Sa progression footballistique a connu un frein brutal en septembre 2022, lorsque face à Talleres il s’est rompu le ligament croisé du genou droit. Il a subi une intervention chirurgicale et une rééducation de huit mois, jusqu’à son retour en mai 2023. Il disputa huit matches et l’horizon s’ouvrit de nouveau avec le transfert vers l’Inter Miami dirigé par Gerardo Martino.
« C’est un grand pas pour continuer à apprendre aux côtés de joueurs extraordinaires », a-t-il déclaré avant de monter dans l’avion, à 20 ans, pour partager une formation avec Lionel Messi, Sergio Busquets, Jordi Alba et Luis Suárez. Le premier semestre fut celui de l’approche du nouveau défi: même sans avoir disputé de match, il est devenu champion de la Leagues Cup, la compétition qui réunit des clubs américains et mexicains.
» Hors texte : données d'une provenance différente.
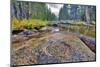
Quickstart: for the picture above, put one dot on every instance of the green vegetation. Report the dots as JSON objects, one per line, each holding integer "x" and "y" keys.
{"x": 28, "y": 24}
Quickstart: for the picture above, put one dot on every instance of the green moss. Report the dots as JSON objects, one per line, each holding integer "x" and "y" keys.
{"x": 88, "y": 32}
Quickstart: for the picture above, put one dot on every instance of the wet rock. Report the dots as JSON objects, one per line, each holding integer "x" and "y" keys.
{"x": 57, "y": 47}
{"x": 23, "y": 56}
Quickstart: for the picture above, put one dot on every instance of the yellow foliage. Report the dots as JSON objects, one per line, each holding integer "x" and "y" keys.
{"x": 28, "y": 24}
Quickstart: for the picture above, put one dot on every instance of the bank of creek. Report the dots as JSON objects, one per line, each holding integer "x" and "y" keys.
{"x": 50, "y": 45}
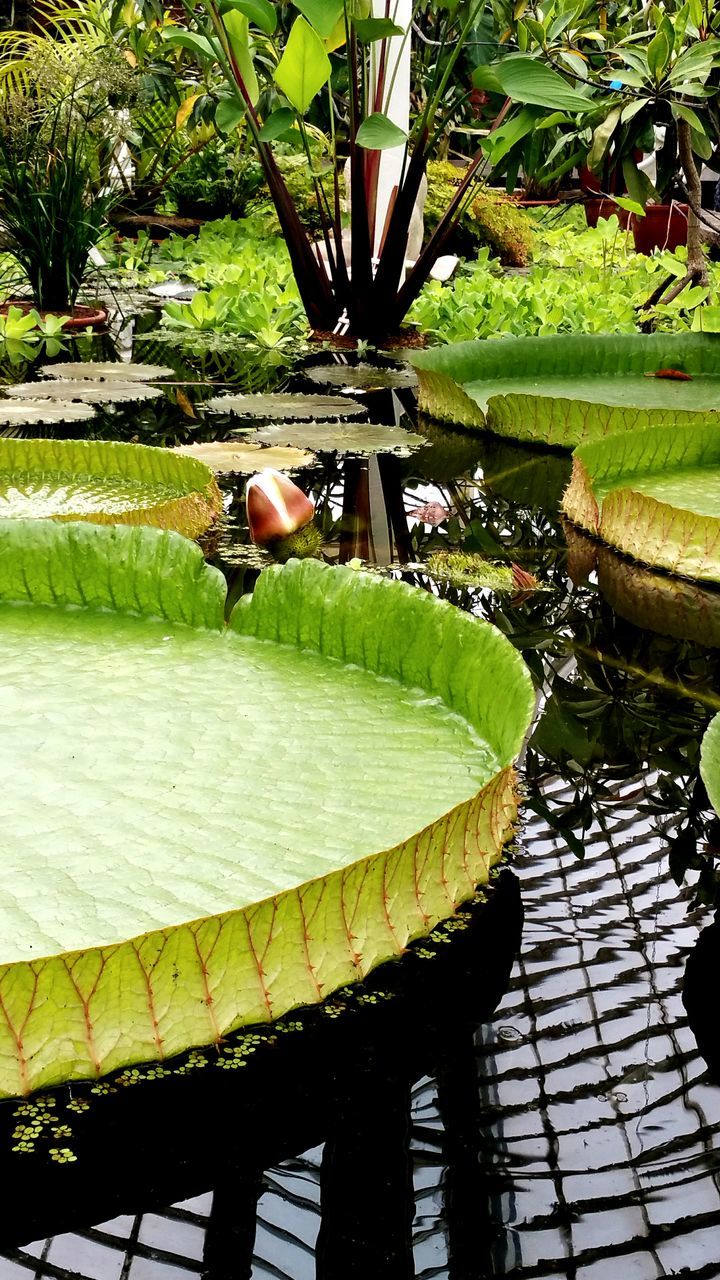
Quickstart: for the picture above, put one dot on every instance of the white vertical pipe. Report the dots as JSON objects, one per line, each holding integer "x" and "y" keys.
{"x": 397, "y": 108}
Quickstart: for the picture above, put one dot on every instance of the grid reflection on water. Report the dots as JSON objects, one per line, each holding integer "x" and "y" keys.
{"x": 591, "y": 1143}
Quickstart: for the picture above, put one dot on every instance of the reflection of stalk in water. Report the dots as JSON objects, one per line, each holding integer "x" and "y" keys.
{"x": 650, "y": 677}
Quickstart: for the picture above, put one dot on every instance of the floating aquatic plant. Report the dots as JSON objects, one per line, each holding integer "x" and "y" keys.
{"x": 158, "y": 926}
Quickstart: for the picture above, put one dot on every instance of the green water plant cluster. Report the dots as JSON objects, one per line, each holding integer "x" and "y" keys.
{"x": 582, "y": 282}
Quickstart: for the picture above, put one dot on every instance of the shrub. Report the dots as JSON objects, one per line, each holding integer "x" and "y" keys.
{"x": 491, "y": 219}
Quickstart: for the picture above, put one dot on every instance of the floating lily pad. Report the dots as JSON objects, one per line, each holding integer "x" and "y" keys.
{"x": 106, "y": 483}
{"x": 31, "y": 412}
{"x": 201, "y": 862}
{"x": 106, "y": 370}
{"x": 246, "y": 458}
{"x": 655, "y": 496}
{"x": 710, "y": 763}
{"x": 343, "y": 438}
{"x": 110, "y": 392}
{"x": 363, "y": 378}
{"x": 569, "y": 388}
{"x": 650, "y": 599}
{"x": 288, "y": 407}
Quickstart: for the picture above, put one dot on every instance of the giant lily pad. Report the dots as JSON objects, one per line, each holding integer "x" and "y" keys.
{"x": 569, "y": 388}
{"x": 203, "y": 860}
{"x": 655, "y": 496}
{"x": 710, "y": 762}
{"x": 244, "y": 458}
{"x": 656, "y": 602}
{"x": 106, "y": 370}
{"x": 342, "y": 438}
{"x": 33, "y": 412}
{"x": 109, "y": 391}
{"x": 106, "y": 483}
{"x": 288, "y": 407}
{"x": 363, "y": 378}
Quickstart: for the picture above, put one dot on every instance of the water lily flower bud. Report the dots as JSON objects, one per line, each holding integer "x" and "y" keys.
{"x": 276, "y": 507}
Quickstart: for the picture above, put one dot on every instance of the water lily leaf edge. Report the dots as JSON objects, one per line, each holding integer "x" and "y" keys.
{"x": 86, "y": 1013}
{"x": 652, "y": 531}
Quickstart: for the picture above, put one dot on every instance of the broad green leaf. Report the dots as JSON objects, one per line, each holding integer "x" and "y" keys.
{"x": 304, "y": 67}
{"x": 228, "y": 114}
{"x": 322, "y": 14}
{"x": 527, "y": 80}
{"x": 238, "y": 36}
{"x": 278, "y": 123}
{"x": 710, "y": 763}
{"x": 637, "y": 182}
{"x": 376, "y": 28}
{"x": 106, "y": 483}
{"x": 659, "y": 55}
{"x": 190, "y": 40}
{"x": 557, "y": 391}
{"x": 260, "y": 13}
{"x": 706, "y": 320}
{"x": 680, "y": 110}
{"x": 510, "y": 132}
{"x": 654, "y": 496}
{"x": 377, "y": 132}
{"x": 601, "y": 138}
{"x": 155, "y": 924}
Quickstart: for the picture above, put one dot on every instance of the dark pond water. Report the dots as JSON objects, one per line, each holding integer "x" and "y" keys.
{"x": 536, "y": 1098}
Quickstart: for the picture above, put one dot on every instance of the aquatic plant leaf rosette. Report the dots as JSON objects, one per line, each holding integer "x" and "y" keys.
{"x": 569, "y": 388}
{"x": 106, "y": 483}
{"x": 220, "y": 844}
{"x": 655, "y": 496}
{"x": 710, "y": 762}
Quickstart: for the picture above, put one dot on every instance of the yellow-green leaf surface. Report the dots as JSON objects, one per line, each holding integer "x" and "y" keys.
{"x": 655, "y": 496}
{"x": 569, "y": 388}
{"x": 106, "y": 481}
{"x": 204, "y": 827}
{"x": 710, "y": 763}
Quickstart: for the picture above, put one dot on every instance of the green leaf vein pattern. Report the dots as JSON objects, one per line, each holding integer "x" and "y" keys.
{"x": 206, "y": 826}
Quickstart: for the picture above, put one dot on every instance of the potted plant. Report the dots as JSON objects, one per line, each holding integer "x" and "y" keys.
{"x": 354, "y": 277}
{"x": 54, "y": 192}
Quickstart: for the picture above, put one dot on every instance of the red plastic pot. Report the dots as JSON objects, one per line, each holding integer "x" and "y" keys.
{"x": 662, "y": 227}
{"x": 81, "y": 318}
{"x": 602, "y": 206}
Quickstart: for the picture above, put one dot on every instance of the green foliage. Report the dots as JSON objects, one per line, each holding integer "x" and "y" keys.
{"x": 490, "y": 218}
{"x": 583, "y": 280}
{"x": 251, "y": 289}
{"x": 215, "y": 181}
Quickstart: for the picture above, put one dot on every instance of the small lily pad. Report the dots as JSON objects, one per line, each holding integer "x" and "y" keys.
{"x": 91, "y": 393}
{"x": 342, "y": 438}
{"x": 363, "y": 378}
{"x": 245, "y": 458}
{"x": 33, "y": 412}
{"x": 106, "y": 370}
{"x": 288, "y": 407}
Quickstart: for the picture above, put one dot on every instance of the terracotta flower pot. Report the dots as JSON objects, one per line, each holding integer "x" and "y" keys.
{"x": 81, "y": 316}
{"x": 662, "y": 227}
{"x": 604, "y": 206}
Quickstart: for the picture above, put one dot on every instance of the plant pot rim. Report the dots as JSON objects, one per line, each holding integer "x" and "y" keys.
{"x": 81, "y": 316}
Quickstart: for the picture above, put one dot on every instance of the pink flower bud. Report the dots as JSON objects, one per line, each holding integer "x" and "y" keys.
{"x": 276, "y": 507}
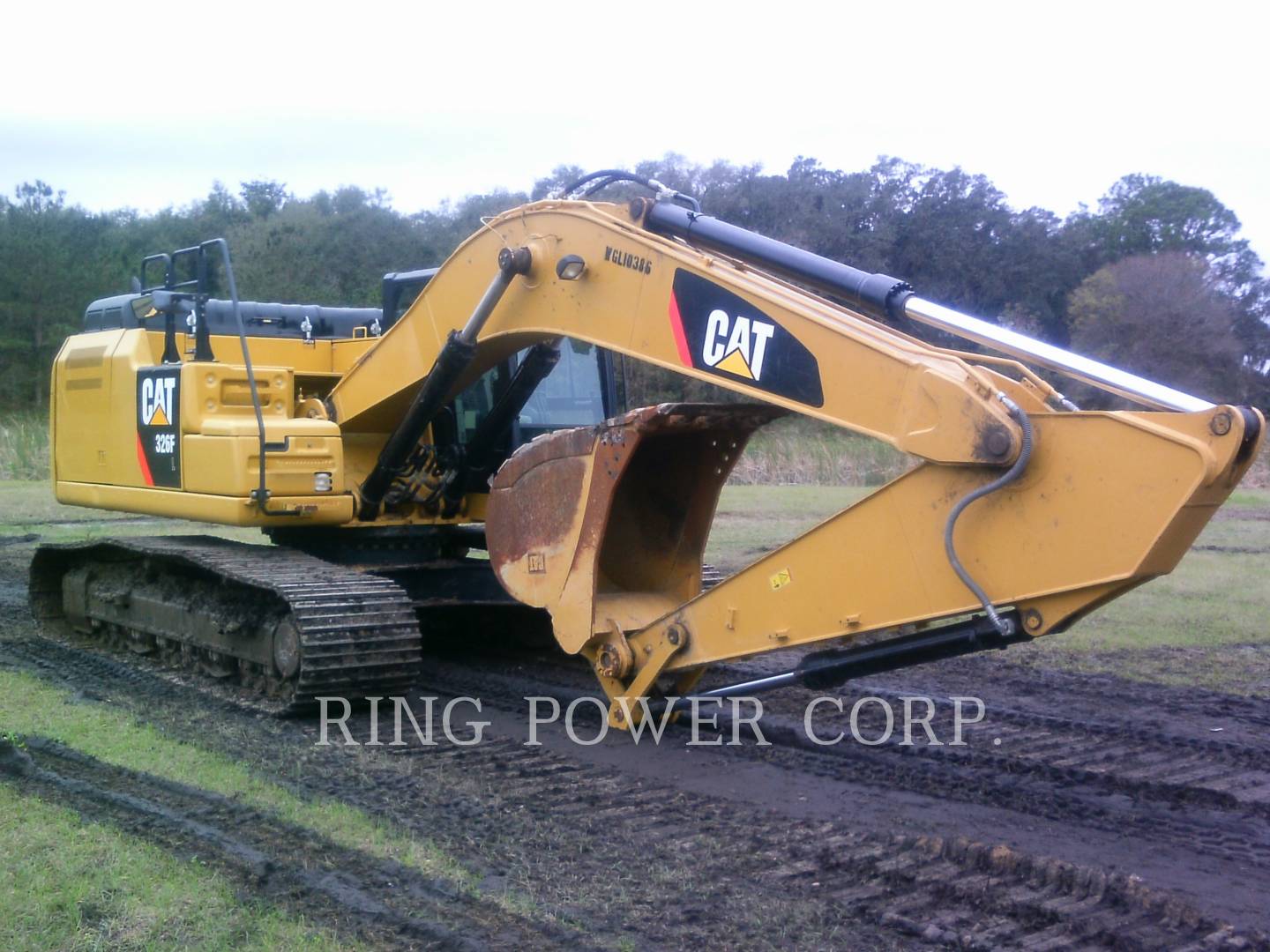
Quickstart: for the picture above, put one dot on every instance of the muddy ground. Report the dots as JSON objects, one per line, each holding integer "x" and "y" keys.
{"x": 1082, "y": 813}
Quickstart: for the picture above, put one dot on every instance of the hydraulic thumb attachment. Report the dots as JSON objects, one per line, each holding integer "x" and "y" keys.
{"x": 820, "y": 671}
{"x": 451, "y": 362}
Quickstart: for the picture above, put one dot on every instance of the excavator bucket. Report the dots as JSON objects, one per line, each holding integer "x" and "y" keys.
{"x": 606, "y": 524}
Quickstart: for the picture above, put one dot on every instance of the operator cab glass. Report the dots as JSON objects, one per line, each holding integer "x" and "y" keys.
{"x": 578, "y": 392}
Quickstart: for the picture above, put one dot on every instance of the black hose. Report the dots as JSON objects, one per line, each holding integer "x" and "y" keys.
{"x": 611, "y": 176}
{"x": 262, "y": 494}
{"x": 1012, "y": 473}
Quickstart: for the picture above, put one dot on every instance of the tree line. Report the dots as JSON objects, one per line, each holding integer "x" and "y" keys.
{"x": 1156, "y": 279}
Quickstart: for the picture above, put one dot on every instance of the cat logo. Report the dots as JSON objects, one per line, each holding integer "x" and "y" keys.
{"x": 159, "y": 426}
{"x": 729, "y": 337}
{"x": 156, "y": 400}
{"x": 736, "y": 344}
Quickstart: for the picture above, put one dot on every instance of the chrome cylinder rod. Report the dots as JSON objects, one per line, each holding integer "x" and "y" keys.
{"x": 1082, "y": 368}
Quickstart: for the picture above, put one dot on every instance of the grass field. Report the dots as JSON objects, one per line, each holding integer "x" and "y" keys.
{"x": 66, "y": 882}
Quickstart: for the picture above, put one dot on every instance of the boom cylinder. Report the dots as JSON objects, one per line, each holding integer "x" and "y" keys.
{"x": 451, "y": 362}
{"x": 884, "y": 296}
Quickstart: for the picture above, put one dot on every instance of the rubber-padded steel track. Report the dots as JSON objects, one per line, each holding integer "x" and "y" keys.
{"x": 357, "y": 634}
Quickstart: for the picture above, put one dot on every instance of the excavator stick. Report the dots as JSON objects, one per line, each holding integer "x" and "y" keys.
{"x": 605, "y": 528}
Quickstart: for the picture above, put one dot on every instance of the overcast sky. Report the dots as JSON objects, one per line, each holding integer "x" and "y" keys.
{"x": 123, "y": 104}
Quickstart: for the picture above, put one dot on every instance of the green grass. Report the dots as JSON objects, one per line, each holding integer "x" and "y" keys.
{"x": 29, "y": 706}
{"x": 28, "y": 507}
{"x": 794, "y": 450}
{"x": 23, "y": 446}
{"x": 1203, "y": 625}
{"x": 72, "y": 885}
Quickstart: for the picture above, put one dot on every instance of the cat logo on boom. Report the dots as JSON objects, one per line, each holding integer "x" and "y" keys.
{"x": 719, "y": 331}
{"x": 736, "y": 344}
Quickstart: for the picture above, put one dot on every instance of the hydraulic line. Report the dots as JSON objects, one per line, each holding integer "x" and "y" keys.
{"x": 1004, "y": 626}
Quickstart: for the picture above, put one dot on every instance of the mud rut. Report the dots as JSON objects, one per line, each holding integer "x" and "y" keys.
{"x": 1162, "y": 834}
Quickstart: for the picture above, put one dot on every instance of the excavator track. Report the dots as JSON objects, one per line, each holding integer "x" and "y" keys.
{"x": 286, "y": 626}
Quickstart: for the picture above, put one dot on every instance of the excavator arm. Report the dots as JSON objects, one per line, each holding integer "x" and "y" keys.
{"x": 1022, "y": 516}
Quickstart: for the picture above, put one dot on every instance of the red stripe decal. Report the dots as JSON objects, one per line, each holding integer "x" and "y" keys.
{"x": 681, "y": 340}
{"x": 145, "y": 466}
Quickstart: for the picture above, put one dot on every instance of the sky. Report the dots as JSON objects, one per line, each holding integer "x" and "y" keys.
{"x": 146, "y": 106}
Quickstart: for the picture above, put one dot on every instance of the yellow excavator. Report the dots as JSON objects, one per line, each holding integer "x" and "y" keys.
{"x": 461, "y": 449}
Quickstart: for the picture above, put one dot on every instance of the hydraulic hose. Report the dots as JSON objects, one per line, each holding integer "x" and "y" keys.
{"x": 1004, "y": 626}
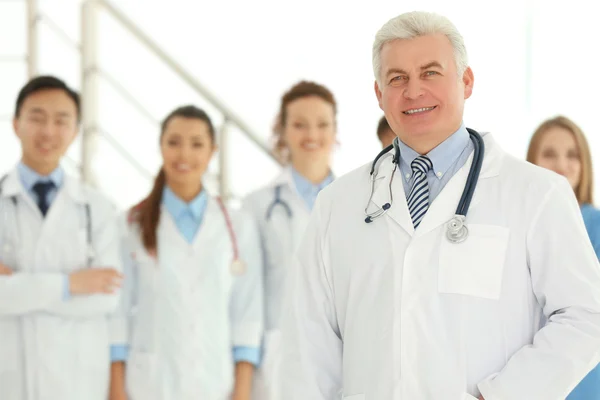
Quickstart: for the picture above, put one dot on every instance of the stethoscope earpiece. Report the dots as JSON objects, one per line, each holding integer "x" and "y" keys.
{"x": 457, "y": 230}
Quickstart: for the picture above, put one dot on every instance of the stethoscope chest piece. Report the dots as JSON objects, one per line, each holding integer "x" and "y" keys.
{"x": 238, "y": 267}
{"x": 457, "y": 230}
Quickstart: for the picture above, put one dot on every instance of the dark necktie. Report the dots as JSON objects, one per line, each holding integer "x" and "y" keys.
{"x": 418, "y": 199}
{"x": 42, "y": 189}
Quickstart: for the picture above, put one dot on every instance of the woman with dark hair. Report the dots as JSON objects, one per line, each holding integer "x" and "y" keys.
{"x": 305, "y": 134}
{"x": 193, "y": 305}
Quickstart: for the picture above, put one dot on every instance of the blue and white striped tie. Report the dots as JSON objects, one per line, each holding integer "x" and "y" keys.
{"x": 418, "y": 198}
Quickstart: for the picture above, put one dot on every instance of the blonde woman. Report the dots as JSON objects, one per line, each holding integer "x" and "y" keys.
{"x": 559, "y": 145}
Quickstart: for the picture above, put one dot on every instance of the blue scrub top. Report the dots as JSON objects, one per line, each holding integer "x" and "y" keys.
{"x": 589, "y": 388}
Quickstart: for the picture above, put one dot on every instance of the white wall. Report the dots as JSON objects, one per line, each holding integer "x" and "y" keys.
{"x": 249, "y": 56}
Il retomba dans la dure épreuve des blessures en 2024, lorsque lors d’un match amical d’Inter Miami face au Salvador, il se cassait l’autre genou (ligament croisé antérieur gauche). Cette fois la convalescence fut plus longue, de neuf mois. Il ne réapparut plus aux Las Garzas, où il joua moins que prévu (13 rencontres, avec trois buts et deux passes décisives).
Celui qui semblait destiné à une carrière internationale — il disputa trois rencontres avec l’équipe U23 sous Javier Mascherano — entreprit, au début de 2025, son retour en Argentine. À la demande insistante d’Eduardo Domínguez, qui le connaissait bien de Colón, Estudiantes paya 4.340.000 euros pour son transfert (la deuxième opération la plus coûteuse de l’histoire du Pincha, derrière celle de Mauro Boselli; à part Cristian Medina, approché par Foster Gillett pour 15 millions de dollars).
En un peu plus d’un an et demi à Estudiantes, il ne s’est pas retrouvé avec sa meilleure version footballistique. Il ne s’est presque jamais imposé: sur 49 apparitions, seulement 19 furent des titularisations. Il n’a marqué que deux buts, contre Ituzaingó (Copa Argentina) et Cusco (Copa Libertadores), et a délivré trois passes décisives.
San Lorenzo avait besoin d’une dose de créativité et Farías de redevenir le footballeur qu’il aspirait à être, tandis que les supporters voient une lumière au bout du long tunnel que traverse l’équipe.